Figure 5(a) shows histograms depicting the Expert Agreement and Ambiguous Masks cases for our inter-rater comparison. The histograms show the volume versus the count of lesions of that particular size. We see from Fig. 5(a), that a large number of small lesions identified by Rater #2 split single lesions identified by Rater #1, see the split ( M-1) case. Additionally, we see that while the split-merge class has a broad range (minimum size 11 mm3 upto a maximum size of 36,967 mm3) it has a count of one whenever such split-merge cases occur, suggesting that such cases are rare. Figure 5(b) shows the number of cases of each class on a per data set basis. We note that Fig. 5(b) echos the observations from Fig. 5(a) that the split-merge class has a very low incidence rate. We also note that the number of cases in the object detection agreement class is considerably higher than either of the other three classes.
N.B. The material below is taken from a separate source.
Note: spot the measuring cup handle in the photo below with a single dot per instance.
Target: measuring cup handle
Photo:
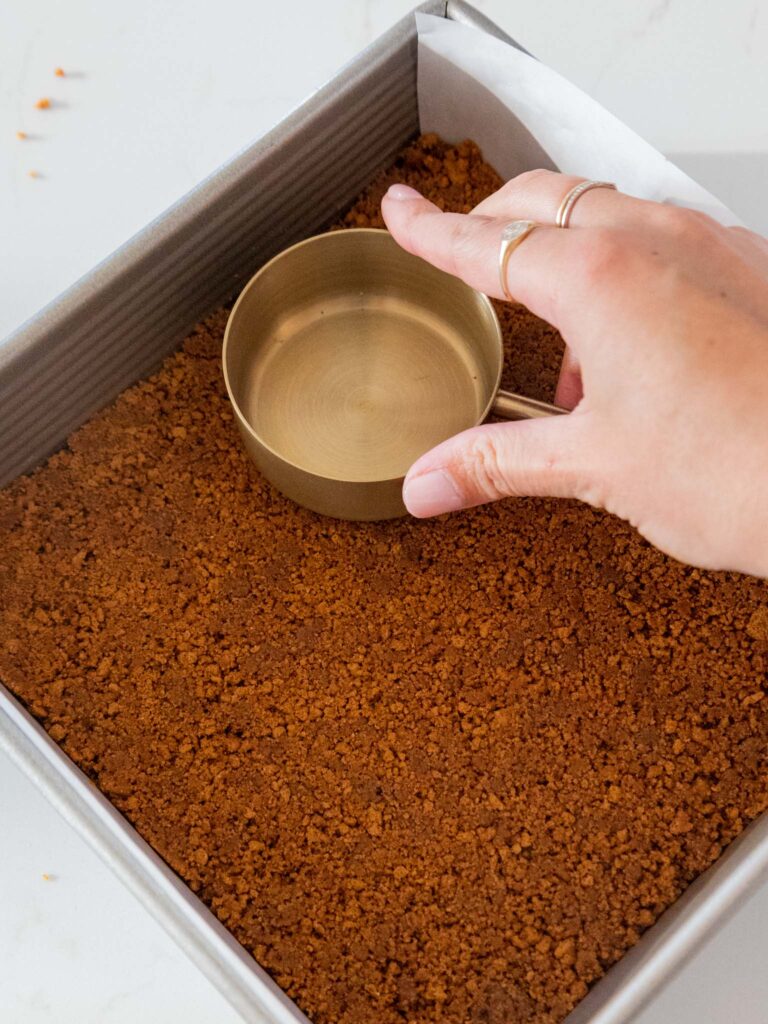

Figure 5(c) shows histograms depicting the two Expert Disagreement cases for our inter-rater comparison. The histograms show the volume and the count of lesions of that particular size that were identified by one rater but not by the other rater. Figure 5(d) shows the counts on a per data set basis for the two different Expert Disagreement cases; a dot denotes the respective count for one of the 61 test data sets. From Fig. 5(c,d), we have that Rater #1 identified 388 lesions that Rater #2 did not, where 14.18% were of size 1 mm3 (equivalently one voxel) and 61.34% were of size 10 mm3 or less. The total of 388 unidentified lesions can also be computed as the sum of the 1-0 category in Fig. 5(d). Conversely, Rater #2 identified 8,514 lesions that Rater #1 did not, 43.35% of which had a size of 1 mm3 and 75.06% had a size of 10 mm3 or less. The total of 8,514 unidentified lesions can also be computed as the sum of the 0–1 category in Fig. 5(d). We note that the identification of small lesions by Rater #2 shown in Fig. 5(c) would appear consistent with our observations from Fig. 5(a) that lesions identified by Rater #1 are identified as groups of smaller lesions by Rater #2. Clearly, it is difficult for raters to agree on small lesions; however, our two raters failed to agree on 8,902 lesions meaning that there was not another (larger or smaller) lesion with any overlap for these lesions. Given that the total number of uniquely identified lesions was 11,245 then the 8,902 represents 79.2% of the total number of identified lesions.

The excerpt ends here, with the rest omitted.